Steve MilloyDuke Energy, a leading U.S. electricity and gas utility, announced this week its support for a global warming tax — essentially a consumption tax on consumers of gasoline, oil, natural gas and coal. The tax is intended to reduce energy use and resulting emissions of greenhouse gases.

Duke calls it a “carbon tax,” but we might call it the “Greenpeace tax” in honor of the various radical environmental groups, like Greenpeace, pushing global warming hysteria and supporting such a tax. But we could also call it the “corporate appeasement tax” in honor of businesses like Duke Energy that are stumbling over themselves to curry favor with the Greens.

Duke’s announcement apparently is the idea of its Australian CEO, Paul Anderson, who explained it to Australian media in March as follows, “Every time somebody buys something at the store (they) pay a 10 per cent tax, based on how much carbon was in the fuel that they consumed.”

Duke prefers the “carbon tax” to other options for reducing greenhouse gas emissions, such as those known as cap-and-trade and the Kyoto Protocol.

Under a cap-and-trade option, which is supported by some of Duke’s competitors, limits on greenhouse gas emissions are set by the government and emissions allowances are given to utilities. Utilities that emit lower amounts of greenhouse gases than allowed may then sell the “unused” portion of their allowances to utilities that have emitted more than they were allowed.

Duke doesn’t have much room for reducing carbon dioxide emissions, so it would have few “hot air” allowances to “trade” and would stand to gain little from the cap-and-trade option.

Duke flat-out opposes mandatory greenhouse gas emission reduction strategies like those of the Kyoto Protocol and the McCain-Lieberman legislative proposal because they are believed to be too radical in terms of emission reductions and economic impact.

Consequently, Duke sees an advantage to shifting the debate to a tax rather than a cap-and-trade or a Kyoto-like policy. The carbon tax would also spread costs to all industries and consumers rather than just utilities.

Fortunately for now, however, the politics of global warming — established by President Bush, who pulled the U.S. out of the Kyoto Protocol in 2001 — make it unlikely that we will be saddled either by an economy-hurting carbon tax or the dubious trading of hot air.

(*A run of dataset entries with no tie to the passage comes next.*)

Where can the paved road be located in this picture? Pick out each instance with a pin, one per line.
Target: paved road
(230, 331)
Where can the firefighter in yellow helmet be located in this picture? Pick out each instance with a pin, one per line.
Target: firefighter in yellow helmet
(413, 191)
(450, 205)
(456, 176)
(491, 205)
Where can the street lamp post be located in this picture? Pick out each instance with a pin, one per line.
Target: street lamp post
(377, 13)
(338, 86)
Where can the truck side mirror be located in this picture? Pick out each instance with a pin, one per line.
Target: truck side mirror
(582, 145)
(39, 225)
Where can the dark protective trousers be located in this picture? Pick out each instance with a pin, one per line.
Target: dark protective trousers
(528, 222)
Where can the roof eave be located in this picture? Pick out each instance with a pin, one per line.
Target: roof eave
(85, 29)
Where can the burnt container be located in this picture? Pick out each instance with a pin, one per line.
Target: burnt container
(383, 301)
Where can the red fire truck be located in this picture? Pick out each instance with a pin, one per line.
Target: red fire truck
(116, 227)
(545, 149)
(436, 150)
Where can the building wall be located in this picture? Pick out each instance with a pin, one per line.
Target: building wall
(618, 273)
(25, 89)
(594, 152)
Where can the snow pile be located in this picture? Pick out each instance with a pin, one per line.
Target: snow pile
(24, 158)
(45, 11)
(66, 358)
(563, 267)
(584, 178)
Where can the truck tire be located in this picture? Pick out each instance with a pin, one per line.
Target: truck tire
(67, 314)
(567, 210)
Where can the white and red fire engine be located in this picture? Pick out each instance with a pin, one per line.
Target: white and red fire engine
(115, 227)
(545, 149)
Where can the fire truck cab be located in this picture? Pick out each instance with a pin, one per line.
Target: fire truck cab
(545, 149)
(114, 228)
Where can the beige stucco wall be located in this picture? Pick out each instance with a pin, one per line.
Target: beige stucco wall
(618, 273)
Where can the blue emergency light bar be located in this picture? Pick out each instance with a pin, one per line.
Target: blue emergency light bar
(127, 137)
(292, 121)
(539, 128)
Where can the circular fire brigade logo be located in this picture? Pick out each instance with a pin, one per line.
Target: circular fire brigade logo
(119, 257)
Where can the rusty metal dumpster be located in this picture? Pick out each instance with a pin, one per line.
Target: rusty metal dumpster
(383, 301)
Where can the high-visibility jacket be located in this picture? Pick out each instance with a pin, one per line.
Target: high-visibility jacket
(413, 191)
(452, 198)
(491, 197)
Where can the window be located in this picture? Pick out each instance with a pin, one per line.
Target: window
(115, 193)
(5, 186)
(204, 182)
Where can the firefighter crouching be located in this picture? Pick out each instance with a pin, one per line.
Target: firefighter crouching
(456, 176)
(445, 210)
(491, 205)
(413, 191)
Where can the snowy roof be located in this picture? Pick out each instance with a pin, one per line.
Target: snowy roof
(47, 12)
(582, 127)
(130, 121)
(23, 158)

But the Greens are working to change those politics, on a company-by-company basis.

In mid-March, six energy companies — Chevron-Texaco, Anadarko, Apache, Unocal, Marathon, and Tesoro — surrendered to activist demands to “take action” on global warming, including disclosure of greenhouse gas emissions; the setting of emission goals; and integrating global warming into core business strategies.

In exchange for these concessions, the activists withdrew their shareholder resolutions on these issues — resolutions which, even if they receive a majority of shareholder votes, are non-binding on management.

One of the early corporate capitulators on global warming, energy producer Cinergy, issued its annual report this week featuring a section entitled, “Global Warming: Connecting the Dots to Find Common Ground” — it’s disheartening evidence of how global warming hysteria has influenced corporate managers.

Global warming “must be dealt with holistically,” says Cinergy in New Age-speak more appropriate for a spa brochure. “We must act now,” warns Cinergy, even though “we may never know for sure [whether we will accomplish anything]. Cinergy quoted a retired college professor who echoed the company’s abandonment of science. “Humility is central to good science,” says the professor.

But science is about data, not humility — and the scientific debate continues to rage over whether humans are adversely affecting global climate. Just a few weeks ago, for example, the Wall Street Journal reported that a key computer model relied on by global warming believers, is seriously flawed, predicting global warming no matter what data are entered into it.

One activist investment manager recently told the Boston Globe that, “We now see a significant trend among a range of companies to address climate change. If we’re not at the tipping point, we’re coming close to it.”

The main roadblocks for the activists’ are large shareholders like Fidelity Investments who aren’t particularly interested at this time in shareholder activism. If they don’t like how a company operates, they tend look elsewhere to invest. “It’s not our job to become involved in the management of a company,” a Fidelity spokesman told the Globe.

But this is a short-sighted strategy at best.

If radical social activist investors continue to successfully pressure companies on global warming and other aspects of their radical political agendas, those investment alternatives that Fidelity and others look for will eventually disappear. Investors will have no choice but to invest in businesses hamstrung by the radical Green agenda.

Through our public political process, we’ve already rejected the economic disaster known as the Kyoto Protocol, a treaty whose provisions would impose $100 trillion in societal costs for a hypothetical reduction in average global temperature of 1 degree Centigrade.

Not accepting the verdict of the political process, the activists are moving to implement the Kyoto Protocol on a corporation-by-corporation basis, thus circumventing our democratic process.

It may not be Fidelity’s job to be involved with corporate management, but then this struggle is about more than the financial performance of individual companies — it’s about businesses being free to operate within the bounds of the law and based on sound science.